A sei mesi dalla sua programmazione, sul reality è già polemica, preziosa linfa per mantenere alto l’interesse in attesa dell’evento. Tory Johnson, che ha fondato e dirige " Women for Hire",un’associazione che favorisce l’ingresso delle donne nel mondo del lavoro, si è chiesta se sia davvero una bella idea licenziare qualcuno via tivù quando nel paese reale di licenziati ce ne sono già tanti. Troppi, a guardare gli indici che ne danno la misura e dicono che oramai più del 10% degli americani è a spasso. Ignorando, o facendo finta di ignorare, che i principi cui risponde lo show business non sono certo quelli di che regolano comunità e organizzazioni sociali complesse.
Goldberg spiega di trovare del tutto naturale che la televisione rifletta nei suoi palinsesti quelli che sono i problemi del momento, e rifiuta l’accusa di farne un uso spregiudicato. «Chi partecipa è assolutamente consapevole di quello che fa» dice. «E soprattutto sa bene che, dovendo la sua azienda comunque licenziare, uno dei prescelti potrebbe essere proprio lui. Perciò se la gioca, dando anche dimostrazione di come un dipendente sappia o meno difendere il proprio lavoro».
Anche Darnell, 47enne con la faccia di un adolescente spiritato, non fa una piega. «Vogliamo mostrare emozioni viscerali, non importa se buone o cattive» aveva dichiarato in un’intervista a Forbes per spiegare la sua filosofia televisiva.

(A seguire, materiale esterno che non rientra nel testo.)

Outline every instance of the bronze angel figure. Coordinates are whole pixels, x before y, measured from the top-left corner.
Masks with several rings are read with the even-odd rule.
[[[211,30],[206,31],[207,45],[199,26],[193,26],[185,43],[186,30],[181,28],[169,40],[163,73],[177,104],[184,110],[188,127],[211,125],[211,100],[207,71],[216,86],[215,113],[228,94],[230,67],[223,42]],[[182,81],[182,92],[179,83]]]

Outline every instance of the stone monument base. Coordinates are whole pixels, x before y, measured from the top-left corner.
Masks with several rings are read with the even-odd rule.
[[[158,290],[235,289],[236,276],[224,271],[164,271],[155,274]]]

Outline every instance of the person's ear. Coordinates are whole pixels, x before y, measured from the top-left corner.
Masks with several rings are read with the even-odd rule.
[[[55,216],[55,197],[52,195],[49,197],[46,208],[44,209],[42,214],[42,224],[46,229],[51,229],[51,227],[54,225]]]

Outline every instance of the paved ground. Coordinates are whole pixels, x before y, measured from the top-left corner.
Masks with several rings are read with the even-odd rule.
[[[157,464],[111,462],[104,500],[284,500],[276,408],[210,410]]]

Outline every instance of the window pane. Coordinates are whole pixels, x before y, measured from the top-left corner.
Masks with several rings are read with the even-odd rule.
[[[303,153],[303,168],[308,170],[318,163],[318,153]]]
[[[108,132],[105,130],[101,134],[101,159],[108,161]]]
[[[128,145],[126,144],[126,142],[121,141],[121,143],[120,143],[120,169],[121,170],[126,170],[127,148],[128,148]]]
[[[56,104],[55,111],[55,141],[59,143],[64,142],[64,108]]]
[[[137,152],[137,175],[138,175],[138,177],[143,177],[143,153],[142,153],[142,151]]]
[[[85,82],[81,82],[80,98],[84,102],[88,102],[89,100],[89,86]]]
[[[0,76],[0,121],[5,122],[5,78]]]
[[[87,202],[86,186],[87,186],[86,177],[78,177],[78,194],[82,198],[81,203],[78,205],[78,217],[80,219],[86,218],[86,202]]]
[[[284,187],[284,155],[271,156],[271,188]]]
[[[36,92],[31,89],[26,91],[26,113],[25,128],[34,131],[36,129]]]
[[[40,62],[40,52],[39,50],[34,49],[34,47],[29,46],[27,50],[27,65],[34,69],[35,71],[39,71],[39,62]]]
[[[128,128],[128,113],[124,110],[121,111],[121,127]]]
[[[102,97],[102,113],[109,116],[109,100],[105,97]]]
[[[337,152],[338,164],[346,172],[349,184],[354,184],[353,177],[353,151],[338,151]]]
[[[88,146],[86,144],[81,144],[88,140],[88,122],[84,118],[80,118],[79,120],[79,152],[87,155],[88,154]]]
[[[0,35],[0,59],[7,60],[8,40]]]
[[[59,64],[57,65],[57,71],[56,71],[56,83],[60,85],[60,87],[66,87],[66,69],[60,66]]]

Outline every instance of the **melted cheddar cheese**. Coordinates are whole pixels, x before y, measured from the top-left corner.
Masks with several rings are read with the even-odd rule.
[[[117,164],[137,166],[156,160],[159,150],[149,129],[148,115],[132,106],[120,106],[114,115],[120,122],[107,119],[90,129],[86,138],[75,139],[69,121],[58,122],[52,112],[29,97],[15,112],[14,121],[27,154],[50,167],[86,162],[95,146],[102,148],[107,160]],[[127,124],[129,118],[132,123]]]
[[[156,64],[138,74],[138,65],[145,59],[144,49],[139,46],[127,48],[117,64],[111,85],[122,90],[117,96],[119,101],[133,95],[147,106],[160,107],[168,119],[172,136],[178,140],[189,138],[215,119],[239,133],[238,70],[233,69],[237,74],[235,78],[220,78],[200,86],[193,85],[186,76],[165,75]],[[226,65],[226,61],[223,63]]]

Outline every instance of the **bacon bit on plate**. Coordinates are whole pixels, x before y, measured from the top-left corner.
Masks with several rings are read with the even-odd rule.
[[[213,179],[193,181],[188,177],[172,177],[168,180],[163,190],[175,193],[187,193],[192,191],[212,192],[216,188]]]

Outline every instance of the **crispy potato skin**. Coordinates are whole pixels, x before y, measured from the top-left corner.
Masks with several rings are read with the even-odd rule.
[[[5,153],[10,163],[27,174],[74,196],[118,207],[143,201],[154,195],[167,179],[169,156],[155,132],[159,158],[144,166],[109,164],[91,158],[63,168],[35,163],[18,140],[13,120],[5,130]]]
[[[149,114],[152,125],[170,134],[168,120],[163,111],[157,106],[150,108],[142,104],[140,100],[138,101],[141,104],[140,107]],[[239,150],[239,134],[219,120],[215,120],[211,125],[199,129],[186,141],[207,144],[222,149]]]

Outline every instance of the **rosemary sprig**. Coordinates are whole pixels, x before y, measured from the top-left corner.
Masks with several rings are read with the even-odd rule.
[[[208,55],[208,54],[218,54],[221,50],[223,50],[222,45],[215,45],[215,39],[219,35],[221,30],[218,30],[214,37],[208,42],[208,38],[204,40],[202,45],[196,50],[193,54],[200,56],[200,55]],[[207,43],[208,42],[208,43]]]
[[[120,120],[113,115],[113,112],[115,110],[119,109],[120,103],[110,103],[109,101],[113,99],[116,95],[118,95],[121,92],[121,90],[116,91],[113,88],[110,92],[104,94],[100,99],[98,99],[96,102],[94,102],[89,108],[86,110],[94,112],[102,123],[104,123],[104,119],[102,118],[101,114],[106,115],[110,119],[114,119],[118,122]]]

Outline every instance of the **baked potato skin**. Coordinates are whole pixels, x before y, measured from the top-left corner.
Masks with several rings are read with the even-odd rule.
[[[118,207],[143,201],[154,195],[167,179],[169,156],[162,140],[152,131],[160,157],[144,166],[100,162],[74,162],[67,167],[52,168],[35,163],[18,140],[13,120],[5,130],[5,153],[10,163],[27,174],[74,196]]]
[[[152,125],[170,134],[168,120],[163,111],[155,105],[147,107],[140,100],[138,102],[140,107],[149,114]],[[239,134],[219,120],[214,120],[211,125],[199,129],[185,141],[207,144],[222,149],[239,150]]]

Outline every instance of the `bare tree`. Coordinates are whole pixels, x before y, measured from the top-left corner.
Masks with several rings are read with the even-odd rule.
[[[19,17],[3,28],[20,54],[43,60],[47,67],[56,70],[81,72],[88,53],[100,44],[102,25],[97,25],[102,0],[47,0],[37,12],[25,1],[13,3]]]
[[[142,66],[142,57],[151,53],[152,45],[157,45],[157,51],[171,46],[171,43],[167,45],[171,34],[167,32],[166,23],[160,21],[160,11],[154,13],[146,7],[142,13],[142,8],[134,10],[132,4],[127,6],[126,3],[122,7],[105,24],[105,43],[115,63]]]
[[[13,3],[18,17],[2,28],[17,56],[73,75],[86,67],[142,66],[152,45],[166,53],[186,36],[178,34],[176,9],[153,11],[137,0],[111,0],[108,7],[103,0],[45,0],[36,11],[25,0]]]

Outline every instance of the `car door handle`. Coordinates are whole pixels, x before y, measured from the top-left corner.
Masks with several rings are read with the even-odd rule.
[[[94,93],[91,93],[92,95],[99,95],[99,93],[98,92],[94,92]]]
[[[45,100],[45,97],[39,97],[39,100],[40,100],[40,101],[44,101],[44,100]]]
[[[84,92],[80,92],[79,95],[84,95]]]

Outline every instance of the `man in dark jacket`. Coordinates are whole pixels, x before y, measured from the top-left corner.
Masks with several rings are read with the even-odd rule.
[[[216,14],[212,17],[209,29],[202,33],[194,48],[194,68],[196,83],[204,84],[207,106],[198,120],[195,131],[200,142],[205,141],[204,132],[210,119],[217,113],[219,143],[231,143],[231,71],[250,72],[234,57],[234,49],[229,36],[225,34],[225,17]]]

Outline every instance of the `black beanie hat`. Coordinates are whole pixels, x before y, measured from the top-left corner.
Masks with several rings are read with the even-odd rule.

Così a proposito di Sgg il Daily News lo paragona agli imperatori romani che godono nel vedere i leoni che sbranano gli schiavi. E Nigol Lythgoe, ex conduttore di American Idol , il talent show forse più di successo della tivù americana, parla di lui come «un grande programmista è contemporaneamente un genio del male che gode nell’accelerare la fine della nostra civiltà».
Se la serie farà audience alla Endemol pensano già di esportarla in mezzo mondo. probabile dunque che sui canali Fox di Sky vedremo solo l’edizione originale, mentre potrebbe essere Mediaset, free e premium, che da sempre trasmette con immarcescibile successo il Grande Fratello e che di Endemol è importante socio, a proporne la versione italiana, con tanto di esperti e bravo presentatore. Anche se non è detto che la materia prima sia facilmente reperibile come è stato oltreoceano. Le aziende medie e piccole sono il nerbo del tessuto economico di casa nostra, dunque sulla carta c’è l’imbarazzo della scelta. Resta da vedere se alla loro indubbia vocazione imprenditoriale corrisponde un’eguale propensione a trasformarsi in un estemporaneo palcoscenico al servizio dello show business.